La vision : un sens très développé Les singes jouissent d’une vision colorée trichromatique basée sur trois registres de couleurs fondamentaux grâce à des pigments logés dans les cônes de la rétine qui sont sensibles, respectivement, à des longueurs d’ondes proches du jaune, vert et bleu. Ils se distinguent par la perte du tapis réfléchissant situé au fond de la rétine présent chez les autres mammifères, le tapetum lucidum. Cette structure utile pour la vision nocturne est une réminiscence de l’ère secondaire quand les dinosaures et leurs comparses reptiliens en tous genres dominaient dans le monde du jour, obligeant nos lointains ancêtres mammifères à opter pour des modes de vie nocturnes. Toutes les lignées de mammifères ont conservé ce souvenir anatomique, ce qui surprend et, parfois, nous inquiète, quand on croise le regard d’un chat, d’un chien ou d’un lapin dans la nuit. La vision colorée réapparaît chez les singes entre 40 et 30 millions d’années, d’abord chez les femelles, puis chez les mâles. Comment ? Les gènes qui permettent de voir les couleurs se trouvent sur le chromosome 7 et le chromosome sexuel X. Des mutations sur ces gènes ont permis de voir d’autres couleurs et c’est ainsi qu’on passe d’une vision bichromatique répandue chez tous les mammifères à une vision trichromatique chez les singes. Et comme les femelles en ont deux (XX), elles ont été les premières à voir en couleur avant que cela ne s’installe et se stabilise chez les mâles (XY). La vision devient l’organe des sens le plus développé chez les singes au détriment de l’odorat. La convergence des yeux et de leurs orbites de part et d’autre de la racine du nez réduit les fosses nasales, mais favorise une excellente vision de près et des reliefs. Cela s’accompagne d’un système nerveux et cérébral très complexe. Alors que chez les mammifères le nerf optique gauche et ses fibres se projettent sur le lobe occipital droit du cortex cérébral et inversement (les aires visuelles), cette séparation (ou chiasma optique) n’est pas complète chez les singes. Une partie des fibres nerveuses venant de l’œil gauche part sur le lobe occipital du même côté – de même pour l’œil droit – et ce
sont justement ces fibres qui assurent la vision stéréoscopique. Donc, les singes voient très bien de près, en couleur et en relief, ce qui va complètement changer leur vie et, aussi, leur environnement.

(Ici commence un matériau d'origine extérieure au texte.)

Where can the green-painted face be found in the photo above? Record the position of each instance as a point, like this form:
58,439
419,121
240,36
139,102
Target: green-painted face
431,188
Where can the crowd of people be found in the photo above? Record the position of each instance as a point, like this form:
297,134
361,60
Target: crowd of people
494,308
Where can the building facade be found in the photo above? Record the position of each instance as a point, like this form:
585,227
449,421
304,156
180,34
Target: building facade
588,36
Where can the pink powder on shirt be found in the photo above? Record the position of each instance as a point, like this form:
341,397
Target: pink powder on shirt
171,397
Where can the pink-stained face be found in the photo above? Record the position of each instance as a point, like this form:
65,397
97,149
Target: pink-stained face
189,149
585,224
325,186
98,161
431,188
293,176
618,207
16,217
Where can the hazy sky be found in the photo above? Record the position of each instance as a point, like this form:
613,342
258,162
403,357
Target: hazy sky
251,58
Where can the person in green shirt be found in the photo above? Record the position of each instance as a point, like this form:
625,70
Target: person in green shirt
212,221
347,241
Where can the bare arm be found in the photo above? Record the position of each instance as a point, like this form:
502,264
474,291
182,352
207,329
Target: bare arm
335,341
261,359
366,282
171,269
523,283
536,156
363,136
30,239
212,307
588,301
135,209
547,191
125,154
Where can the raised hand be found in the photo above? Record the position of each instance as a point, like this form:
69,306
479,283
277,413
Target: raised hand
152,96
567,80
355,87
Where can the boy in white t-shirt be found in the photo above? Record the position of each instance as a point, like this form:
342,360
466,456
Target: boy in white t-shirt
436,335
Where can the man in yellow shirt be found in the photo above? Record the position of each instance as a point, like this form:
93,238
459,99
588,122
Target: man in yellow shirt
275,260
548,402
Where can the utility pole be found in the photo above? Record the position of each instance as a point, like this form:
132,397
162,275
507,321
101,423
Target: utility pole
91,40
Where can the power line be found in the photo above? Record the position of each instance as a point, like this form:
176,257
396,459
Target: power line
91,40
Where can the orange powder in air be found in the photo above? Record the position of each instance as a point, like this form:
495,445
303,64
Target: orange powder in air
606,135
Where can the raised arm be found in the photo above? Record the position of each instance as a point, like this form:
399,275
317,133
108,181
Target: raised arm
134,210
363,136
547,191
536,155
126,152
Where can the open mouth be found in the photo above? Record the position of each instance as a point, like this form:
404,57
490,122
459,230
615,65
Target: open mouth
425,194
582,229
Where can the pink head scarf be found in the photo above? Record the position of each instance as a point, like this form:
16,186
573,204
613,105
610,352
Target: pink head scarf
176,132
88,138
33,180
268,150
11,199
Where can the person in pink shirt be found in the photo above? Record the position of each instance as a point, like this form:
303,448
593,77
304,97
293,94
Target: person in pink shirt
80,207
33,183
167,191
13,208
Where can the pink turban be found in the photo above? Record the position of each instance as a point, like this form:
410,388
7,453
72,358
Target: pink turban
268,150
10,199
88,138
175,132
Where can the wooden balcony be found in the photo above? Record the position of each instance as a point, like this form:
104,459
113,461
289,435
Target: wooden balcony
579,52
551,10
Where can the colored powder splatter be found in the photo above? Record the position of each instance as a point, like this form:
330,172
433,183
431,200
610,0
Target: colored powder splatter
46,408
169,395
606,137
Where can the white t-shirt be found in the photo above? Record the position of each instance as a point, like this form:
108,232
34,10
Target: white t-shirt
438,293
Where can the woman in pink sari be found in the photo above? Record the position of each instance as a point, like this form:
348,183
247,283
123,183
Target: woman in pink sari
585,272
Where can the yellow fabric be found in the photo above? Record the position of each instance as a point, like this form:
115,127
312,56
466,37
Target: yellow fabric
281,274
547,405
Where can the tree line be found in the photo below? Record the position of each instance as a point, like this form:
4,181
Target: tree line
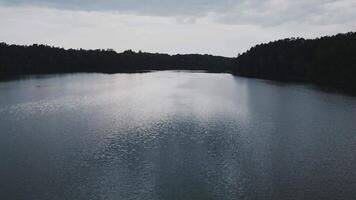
327,60
43,59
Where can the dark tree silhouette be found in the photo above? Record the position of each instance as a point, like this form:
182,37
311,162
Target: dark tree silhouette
328,60
39,59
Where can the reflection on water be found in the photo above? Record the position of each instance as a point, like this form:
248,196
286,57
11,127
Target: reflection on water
174,135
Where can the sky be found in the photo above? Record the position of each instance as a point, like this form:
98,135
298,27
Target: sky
218,27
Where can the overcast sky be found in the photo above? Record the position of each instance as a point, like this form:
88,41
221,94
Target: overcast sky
219,27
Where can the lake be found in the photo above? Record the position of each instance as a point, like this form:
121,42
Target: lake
174,135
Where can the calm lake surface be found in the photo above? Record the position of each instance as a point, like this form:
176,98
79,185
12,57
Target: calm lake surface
174,135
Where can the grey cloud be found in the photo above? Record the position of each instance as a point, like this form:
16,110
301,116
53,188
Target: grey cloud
256,12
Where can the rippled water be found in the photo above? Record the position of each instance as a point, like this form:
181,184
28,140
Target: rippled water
174,135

C’est grâce à cette adaptation que nous pouvons regarder nos écrans, chose impossible pour les autres animaux, excepté les chats.
VIVRE LE JOUR ET AVEC LES AUTRES Vivre le jour présente plusieurs avantages : former des groupes et favoriser la vie sociale, trouver des partenaires sexuels, se déplacer plus facilement (surtout dans les arbres), mieux repérer les sources de nourritures, autoriser la diffusion des expériences. La vie en groupe a aussi ses désavantages, comme la compétition pour les ressources alimentaires et la propagation des maladies. La vie diurne présente aussi des inconvénients, comme les risques de prédations, notamment les rapaces, et le stress dû à la chaleur. La vie est toujours un compromis et les singes ont inventé des comportements
Les
couleurs des forêts sont liées à la vision colorée des singes.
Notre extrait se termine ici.